Mittwoch, 10. Mai 2023

Der deutsche Atomfonds steckt in Russland fest

8. Mai 2023,Von Michael Bauchmüller und Boris Herrmann, Berlin  hier Süddeutsche Zeitung

Investitionen: Auch das Atomkraftwerk Isar 2 ist inzwischen abgeschaltet. Die Altlasten aber werden noch lange Geld kosten.

Ein Milliarden-Vermögen soll den Umgang mit den Altlasten der deutschen Kernkraft finanzieren. Dafür wurde in einen russischen Ölkonzern investiert. Das Geld ist nun aber wegen der Sanktionen blockiert.
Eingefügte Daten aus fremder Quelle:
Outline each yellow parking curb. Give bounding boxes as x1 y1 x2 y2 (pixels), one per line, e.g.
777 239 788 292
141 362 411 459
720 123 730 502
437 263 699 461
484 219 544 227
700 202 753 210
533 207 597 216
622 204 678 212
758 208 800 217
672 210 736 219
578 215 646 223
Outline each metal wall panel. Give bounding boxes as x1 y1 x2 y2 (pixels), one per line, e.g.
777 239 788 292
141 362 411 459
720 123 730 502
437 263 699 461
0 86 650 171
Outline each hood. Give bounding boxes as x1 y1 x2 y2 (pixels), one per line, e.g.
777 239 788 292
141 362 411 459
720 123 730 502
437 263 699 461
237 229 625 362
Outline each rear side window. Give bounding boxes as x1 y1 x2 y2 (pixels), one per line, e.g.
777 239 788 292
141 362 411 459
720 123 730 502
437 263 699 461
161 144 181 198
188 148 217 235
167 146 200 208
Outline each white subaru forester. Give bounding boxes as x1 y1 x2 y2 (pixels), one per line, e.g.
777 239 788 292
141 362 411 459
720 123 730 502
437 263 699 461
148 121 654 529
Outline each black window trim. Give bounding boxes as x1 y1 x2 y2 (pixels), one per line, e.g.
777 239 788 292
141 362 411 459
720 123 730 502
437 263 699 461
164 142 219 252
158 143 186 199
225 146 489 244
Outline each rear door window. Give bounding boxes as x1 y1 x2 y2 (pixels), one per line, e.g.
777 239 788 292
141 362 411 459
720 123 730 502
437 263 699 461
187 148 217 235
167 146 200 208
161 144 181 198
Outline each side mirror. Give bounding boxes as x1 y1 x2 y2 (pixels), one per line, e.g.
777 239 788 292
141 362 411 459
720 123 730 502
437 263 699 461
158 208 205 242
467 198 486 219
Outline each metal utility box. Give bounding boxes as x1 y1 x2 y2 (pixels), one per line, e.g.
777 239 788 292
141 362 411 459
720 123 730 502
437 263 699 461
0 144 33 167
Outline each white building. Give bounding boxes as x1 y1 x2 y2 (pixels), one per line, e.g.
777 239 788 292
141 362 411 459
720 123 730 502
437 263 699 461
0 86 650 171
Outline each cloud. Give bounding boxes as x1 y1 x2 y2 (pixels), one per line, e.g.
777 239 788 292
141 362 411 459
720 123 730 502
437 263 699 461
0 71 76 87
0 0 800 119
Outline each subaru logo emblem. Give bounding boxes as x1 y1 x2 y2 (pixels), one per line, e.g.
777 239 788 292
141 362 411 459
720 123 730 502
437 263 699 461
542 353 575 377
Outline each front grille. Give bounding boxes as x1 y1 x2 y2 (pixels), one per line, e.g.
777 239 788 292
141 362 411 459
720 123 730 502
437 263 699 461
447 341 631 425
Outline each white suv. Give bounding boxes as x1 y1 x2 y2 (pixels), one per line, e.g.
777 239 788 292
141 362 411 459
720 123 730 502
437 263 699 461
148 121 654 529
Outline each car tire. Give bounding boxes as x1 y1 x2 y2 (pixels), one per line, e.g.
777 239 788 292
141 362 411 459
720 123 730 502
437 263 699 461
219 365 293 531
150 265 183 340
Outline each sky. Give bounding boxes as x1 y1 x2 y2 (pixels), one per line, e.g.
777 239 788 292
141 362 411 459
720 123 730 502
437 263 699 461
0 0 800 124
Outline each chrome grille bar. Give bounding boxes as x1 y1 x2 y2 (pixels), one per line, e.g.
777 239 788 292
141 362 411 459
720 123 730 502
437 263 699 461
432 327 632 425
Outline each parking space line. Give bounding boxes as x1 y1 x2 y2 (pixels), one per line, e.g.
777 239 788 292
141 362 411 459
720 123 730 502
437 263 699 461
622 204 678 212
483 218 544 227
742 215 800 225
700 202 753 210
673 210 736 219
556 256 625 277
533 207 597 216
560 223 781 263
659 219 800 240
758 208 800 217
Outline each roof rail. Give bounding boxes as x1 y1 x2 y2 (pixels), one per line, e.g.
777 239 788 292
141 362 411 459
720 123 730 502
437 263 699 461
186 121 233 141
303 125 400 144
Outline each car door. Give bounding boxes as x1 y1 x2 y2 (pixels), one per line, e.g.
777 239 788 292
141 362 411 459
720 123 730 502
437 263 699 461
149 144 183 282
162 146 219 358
Mit Altlasten kennen sie sich aus beim deutschen Atomfonds. Schließlich sollen die Milliarden, die sie verwalten, den deutschen Ausflug in die Atomenergie endgültig abwickeln. Die Zwischenlagerung hochradioaktiven Atommülls, die Suche nach einem Endlager und schließlich dessen Befüllung und Betrieb - all das soll aus jenen 24,1 Milliarden Euro finanziert werden, mit denen der Fonds begründet wurde. Das Geld stammt von den Atomkraft-Betreibern, die so die Altlast loswurden. Den Ärger damit hat nun der sogenannte Fonds zur Finanzierung der kerntechnischen Entsorgung, kurz Kenfo. Und nicht nur das.

Denn im Bestreben, die Milliarden breit und rentabel anzulegen, kaufte sich der 2017 gegründete Fonds auch in Russland ein. Und dieses Investment entwickelt sich nun selbst zu einer toxischen Altlast. Nicht nur verlieren die Anlagen dort erheblich an Wert - allein in den ersten knapp vier Monaten des Jahres rund 30 Prozent -, der größte russische Aktienbesitz des Kenfo liegt auch noch ausgerechnet beim Ölkonzern Lukoil.

Und das ist nicht alles. Es ist dem Fonds nämlich auch unmöglich, Russland zu verlassen. "Der Bestand ist eingefroren", heißt es in der Antwort des Bundeswirtschaftsministeriums auf eine schriftliche Frage der Linken-Fraktion. Wegen der verschärften Sanktionen und anhaltender Handelsbeschränkungen sei er "derzeit nicht veräußerbar". Was man noch rechtzeitig habe verkaufen können, habe man losgeschlagen. Der Rest hängt fest, zuletzt ein Wert von 3,5 Millionen Euro. Tendenz fallend.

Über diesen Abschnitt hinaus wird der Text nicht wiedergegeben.